DERKS: Yes. So, it’s —

AMANPOUR: And you also describe — I mean, we know that Cuba has a history of jerry rigging all of these issues that it needs to fix itself for all

sorts of reason, you know, like they fix their cars up, and who knows how these, you know, 1950s cars are still running there?

And it is the same principle on trying to keep the water clean and safe. But you also talk about an army of workers who take on this task of just

delivering drinking water and, I guess, washing water to people’s houses. And you’ve got some pictures of them. Who are all these people?

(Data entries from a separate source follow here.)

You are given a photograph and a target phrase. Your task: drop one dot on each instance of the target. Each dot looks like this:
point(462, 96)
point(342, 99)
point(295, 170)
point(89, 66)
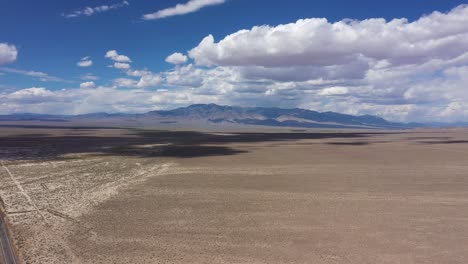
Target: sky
point(402, 60)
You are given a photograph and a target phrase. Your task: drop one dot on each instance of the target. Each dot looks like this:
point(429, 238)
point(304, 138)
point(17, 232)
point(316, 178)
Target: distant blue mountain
point(218, 114)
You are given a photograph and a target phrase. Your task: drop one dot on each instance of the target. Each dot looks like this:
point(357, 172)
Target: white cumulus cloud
point(122, 66)
point(85, 62)
point(177, 58)
point(182, 9)
point(316, 41)
point(89, 11)
point(88, 85)
point(8, 53)
point(115, 56)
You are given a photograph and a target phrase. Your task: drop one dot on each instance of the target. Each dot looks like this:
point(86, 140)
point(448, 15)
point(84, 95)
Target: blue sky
point(404, 76)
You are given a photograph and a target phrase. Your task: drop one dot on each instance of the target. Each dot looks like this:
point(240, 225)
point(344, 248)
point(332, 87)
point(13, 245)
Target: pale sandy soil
point(374, 198)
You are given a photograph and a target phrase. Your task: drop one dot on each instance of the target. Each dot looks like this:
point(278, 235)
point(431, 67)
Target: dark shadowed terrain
point(308, 196)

DERKS: Yes. That’s what I started to do in the project. I tried to figure out who are all the different — which are all the professions that are

involved in guaranteeing the freshwater access. And, yes, then I noticed that there is like a whole, yes, army of workers sent to the streets,

basically. So, who are all these people? It can be different people. But one of the groups that I was following is the health brigade.

So, you know, Cuba has a preventive health system. So, what they do is they send actively health professionals to the houses to check the water in the

tanks and to eradicate the mosquitos, to smoke out the mosquitos.

AMANPOUR: Right.

DERKS: So, yes.

AMANPOUR: Yes. We have got this amazing picture of fumigating. Sanne, I’m sorry. We are running out of time, but it is such a great story. And we’re

going to end on this picture of the fumigating mosquito larvae in the water this the kitchen.

That’s it for now. Thank you for watching “Amanpour and Company” on PBS and join us again tomorrow night.